AMERİKA Temsilciler Meclisi’nin arkasından İsveç Parlamentosu da Ermeni Soykırım İddialarını kanıtlanmış bir gerçekmiş gibi kabul etti. Biz bir taraftan, Büyük Ortadoğu Projesi(BOP)’nin, B.M. Medeniyetler İttifakı girişimi’nin eşbaşkanı olmakla övünürken..... Diğer taraftan İsrail’e karşı Hamas’tan yana; Sanayileşmiş Batı’ya karşı da Ahmedi Nejat’tan yana tavır alıp mücadele vermekle meşgulken.... Dünya ülkeleri birer birer Ermenilerin soykırıma uğradıkları iddialarını gerçek olarak parlamentolarında tasdik edip, bir de üzerine bu ispatlanmamış iddiayı red etmeyi suç haline getirmekteler.
Biz ise ne yazık ki karşı mücadeleyi en “bayat” yöntem olan paralı “lobbyist” ler tutarak yapmaya çalışıyoruz. Tuttuklarımız da ikinci kalite. Halbuki dünyada bizim tezlerimizi bizden çok daha etkili savunan, bize göbekten değil yürekten bağlı, uğradığımız haksızlıklara isyan eden çok etkili insanlar var. Bunlardan dört tanesini saymak istiyorum:
1) Yunanlı Yazar Dr. Georgios Nakratzas: “Anadolu ve Göçmenlerin Kökeni: 1922 Emperyalist Yunan Politikasi ve Anadolu Felaketi” adlı eserin sahibi. Yunanistan Kültür Bakanı, bizi “Yunanlılara da soy kırım yaptılar,” diye tescil ettirmeye çalışırken Dr. Nakratzas isyan ediyor, Yunan Kültür Bakanına yazdığı zehir gibi bir açık mektupta Yunan Ordularının 1919 -22 arasında Anadolu’da Türklere yaptıkları mezalimi teker teker sıralıyor!
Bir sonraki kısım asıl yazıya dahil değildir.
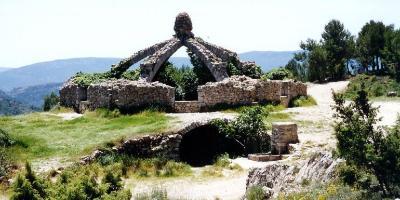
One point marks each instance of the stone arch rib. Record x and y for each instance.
(118, 69)
(153, 63)
(216, 66)
(218, 51)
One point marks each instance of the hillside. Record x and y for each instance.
(9, 106)
(58, 71)
(34, 95)
(2, 69)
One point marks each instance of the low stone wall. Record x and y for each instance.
(187, 106)
(125, 94)
(283, 134)
(245, 90)
(71, 95)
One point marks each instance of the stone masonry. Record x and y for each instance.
(244, 90)
(124, 94)
(283, 134)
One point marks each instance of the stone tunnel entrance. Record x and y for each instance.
(202, 145)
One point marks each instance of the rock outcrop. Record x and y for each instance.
(278, 177)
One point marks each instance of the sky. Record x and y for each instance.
(41, 30)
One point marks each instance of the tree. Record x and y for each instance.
(50, 101)
(338, 45)
(370, 45)
(364, 145)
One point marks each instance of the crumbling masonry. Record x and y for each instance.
(125, 94)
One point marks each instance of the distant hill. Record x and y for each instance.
(2, 69)
(33, 95)
(58, 71)
(9, 106)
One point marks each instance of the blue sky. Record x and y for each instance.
(42, 30)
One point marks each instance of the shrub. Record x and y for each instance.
(248, 128)
(50, 101)
(302, 101)
(85, 79)
(5, 139)
(278, 74)
(365, 145)
(255, 193)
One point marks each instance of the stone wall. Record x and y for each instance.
(123, 65)
(124, 94)
(283, 134)
(71, 95)
(245, 90)
(187, 106)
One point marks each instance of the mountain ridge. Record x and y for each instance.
(57, 71)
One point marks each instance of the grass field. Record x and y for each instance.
(45, 135)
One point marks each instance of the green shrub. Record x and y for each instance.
(255, 193)
(156, 193)
(50, 101)
(280, 73)
(375, 86)
(366, 147)
(302, 101)
(248, 128)
(85, 79)
(5, 139)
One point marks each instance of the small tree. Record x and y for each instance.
(364, 145)
(50, 101)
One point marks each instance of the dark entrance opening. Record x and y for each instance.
(202, 145)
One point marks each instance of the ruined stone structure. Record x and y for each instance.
(283, 134)
(124, 94)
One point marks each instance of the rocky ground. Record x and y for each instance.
(315, 135)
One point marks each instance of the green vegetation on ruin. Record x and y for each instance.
(375, 86)
(45, 135)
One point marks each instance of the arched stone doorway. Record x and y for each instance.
(202, 145)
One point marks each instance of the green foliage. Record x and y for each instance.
(85, 79)
(156, 193)
(44, 135)
(5, 139)
(278, 74)
(76, 182)
(50, 101)
(302, 101)
(248, 128)
(149, 167)
(331, 190)
(189, 83)
(133, 75)
(375, 86)
(327, 59)
(365, 146)
(339, 46)
(255, 193)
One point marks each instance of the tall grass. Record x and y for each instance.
(44, 135)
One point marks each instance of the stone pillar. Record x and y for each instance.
(283, 134)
2) Alman Araştırmacı Margret Spohn: “Herşey Türk İşi (Alles Getürkt)” adıyla yayınlanan araştırmasında Türk milletinin nasıl orta çağlardan beri en haksız bir biçimde kiliselerin, tarih kitaplarının ve okul kitaplarının aracılığı ile tarihin en uzun ve acımasız ırkçı karalamasına tabi tutulduğunu açıklıyor!
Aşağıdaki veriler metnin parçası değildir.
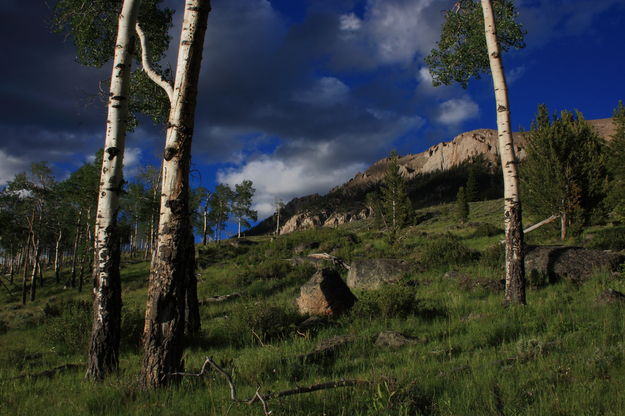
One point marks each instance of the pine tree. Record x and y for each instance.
(462, 205)
(395, 203)
(616, 166)
(564, 170)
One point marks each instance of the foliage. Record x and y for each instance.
(460, 54)
(564, 172)
(445, 251)
(462, 205)
(616, 165)
(395, 207)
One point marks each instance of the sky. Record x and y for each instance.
(300, 95)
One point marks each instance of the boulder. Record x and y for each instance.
(373, 273)
(572, 263)
(325, 294)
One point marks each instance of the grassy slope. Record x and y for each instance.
(560, 355)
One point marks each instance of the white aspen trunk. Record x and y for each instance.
(167, 295)
(515, 267)
(105, 334)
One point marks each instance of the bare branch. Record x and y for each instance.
(147, 67)
(258, 397)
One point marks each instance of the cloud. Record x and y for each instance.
(9, 166)
(455, 111)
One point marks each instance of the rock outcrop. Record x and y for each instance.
(571, 263)
(370, 274)
(325, 294)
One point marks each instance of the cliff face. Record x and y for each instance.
(344, 203)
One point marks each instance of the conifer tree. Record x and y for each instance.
(564, 171)
(395, 203)
(616, 165)
(462, 205)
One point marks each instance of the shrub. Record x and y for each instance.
(485, 229)
(69, 326)
(387, 302)
(446, 250)
(609, 239)
(267, 322)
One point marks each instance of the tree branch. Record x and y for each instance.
(152, 74)
(258, 397)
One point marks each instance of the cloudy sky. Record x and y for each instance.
(300, 95)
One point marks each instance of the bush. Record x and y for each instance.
(388, 302)
(446, 250)
(267, 322)
(609, 239)
(485, 229)
(68, 327)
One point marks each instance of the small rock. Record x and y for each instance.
(394, 339)
(325, 294)
(610, 296)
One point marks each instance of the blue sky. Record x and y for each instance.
(300, 95)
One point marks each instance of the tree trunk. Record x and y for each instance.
(515, 267)
(192, 310)
(57, 263)
(165, 314)
(105, 333)
(75, 251)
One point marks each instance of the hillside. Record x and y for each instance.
(437, 342)
(438, 171)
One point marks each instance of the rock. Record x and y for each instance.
(571, 263)
(373, 273)
(327, 347)
(325, 294)
(610, 296)
(394, 339)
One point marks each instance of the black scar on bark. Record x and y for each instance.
(112, 151)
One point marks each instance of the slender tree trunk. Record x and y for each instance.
(192, 310)
(105, 333)
(57, 259)
(163, 335)
(515, 267)
(75, 251)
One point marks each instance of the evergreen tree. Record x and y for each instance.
(395, 203)
(462, 205)
(564, 171)
(616, 166)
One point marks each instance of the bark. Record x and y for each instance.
(165, 314)
(192, 310)
(57, 262)
(105, 333)
(75, 251)
(515, 268)
(33, 276)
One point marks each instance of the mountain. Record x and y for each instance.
(439, 170)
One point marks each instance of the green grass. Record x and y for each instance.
(562, 354)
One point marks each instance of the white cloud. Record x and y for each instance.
(10, 166)
(285, 179)
(350, 22)
(326, 92)
(455, 111)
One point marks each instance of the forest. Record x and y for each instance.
(490, 288)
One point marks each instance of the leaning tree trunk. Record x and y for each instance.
(163, 335)
(515, 268)
(105, 333)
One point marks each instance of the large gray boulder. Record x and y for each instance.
(373, 273)
(571, 263)
(325, 294)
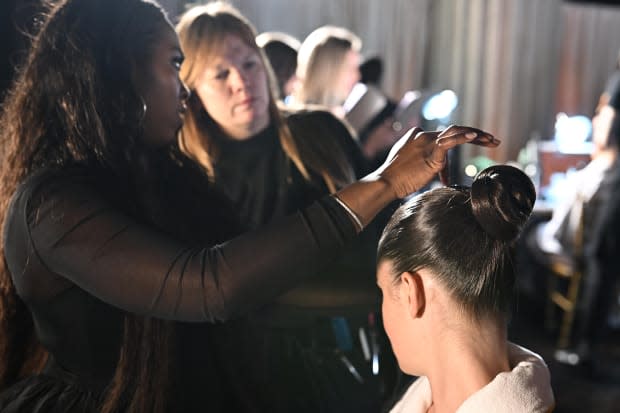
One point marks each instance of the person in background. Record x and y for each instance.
(600, 291)
(328, 68)
(446, 277)
(281, 50)
(557, 236)
(111, 237)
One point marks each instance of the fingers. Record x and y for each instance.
(480, 138)
(444, 175)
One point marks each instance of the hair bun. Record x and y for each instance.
(502, 198)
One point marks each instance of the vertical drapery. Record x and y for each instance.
(396, 30)
(501, 60)
(589, 53)
(513, 63)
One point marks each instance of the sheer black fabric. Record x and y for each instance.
(80, 261)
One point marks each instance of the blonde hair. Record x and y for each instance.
(321, 55)
(201, 31)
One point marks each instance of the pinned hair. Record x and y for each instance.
(465, 237)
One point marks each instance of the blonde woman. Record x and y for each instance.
(328, 67)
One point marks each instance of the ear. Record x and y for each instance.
(412, 291)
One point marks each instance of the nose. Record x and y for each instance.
(238, 80)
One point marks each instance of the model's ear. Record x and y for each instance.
(412, 290)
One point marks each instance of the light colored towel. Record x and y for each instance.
(525, 389)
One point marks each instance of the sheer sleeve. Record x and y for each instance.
(65, 234)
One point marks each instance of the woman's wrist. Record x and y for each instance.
(366, 198)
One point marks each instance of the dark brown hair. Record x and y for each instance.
(464, 236)
(75, 102)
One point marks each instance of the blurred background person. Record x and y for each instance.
(601, 285)
(328, 68)
(281, 50)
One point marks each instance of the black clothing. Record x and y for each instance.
(297, 337)
(80, 258)
(602, 253)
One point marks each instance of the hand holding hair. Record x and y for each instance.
(412, 163)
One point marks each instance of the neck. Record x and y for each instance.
(246, 132)
(464, 360)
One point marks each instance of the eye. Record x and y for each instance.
(250, 64)
(222, 74)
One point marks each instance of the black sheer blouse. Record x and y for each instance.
(79, 263)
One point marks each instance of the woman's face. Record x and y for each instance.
(349, 74)
(163, 92)
(234, 89)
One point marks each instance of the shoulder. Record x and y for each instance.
(50, 190)
(417, 398)
(526, 388)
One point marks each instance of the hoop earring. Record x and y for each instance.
(144, 109)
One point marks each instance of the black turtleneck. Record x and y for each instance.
(258, 177)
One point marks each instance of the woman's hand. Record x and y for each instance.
(418, 156)
(412, 163)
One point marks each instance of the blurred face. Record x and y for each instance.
(349, 73)
(234, 89)
(162, 91)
3) Yunanlı Tarihçi Prof. Dr. Dimitri Kitsikis: Türkçede “Türk Yunan İmparatorluğu” adıyla yayınlanan Osmanlı tarihinde, Osmanlı topraklarındaki azınlıkların ne denli adil ve katılımcı bir yönetimle yönetildiğini en bilimsel bir biçimde açıklıyor! Bu gün dahi en büyük idealinin Türkiye ve Yunanistan’ın bir konfederasyon kurması olduğunu güçlü biçimde yazıyor.
4) Yahudi kökenli Türk işadamı, Rafael Sadi: kurduğu internet yazışma grubunda kendisi ve orada yazışan diğer Yahudi kökenli olan ve olmayan Türkler eliyle Ermeni soykırımı iddiaalarının en çarpıcı ve yaşanmış örnekleri ile çürütülmesine vasıta oluyor! ABD deki kendi cemaatındaki dostları ile birlikte Şikago kentindeki bir “Ermeni Desenformasyon Merkezi” ni ifşa ediyor ve çökertiyor.
Peki biz bu dostlarımıza sahip çıkıyor muyuz? Onların samimi inançlarla yazdıklarının dünyada yayılıp duyulmasını sağlıyor muyuz? Hayır!
Ya ne yapıyoruz?
Bu günlerde uygar dünyanın yüzyıllar önce “çözüp kenara koymuş olduğu” demokrasinin en temel prensibi olan “kuvvetler ayrılığı” prensibi ile ilgili olarak birbirimizi yiyoruz!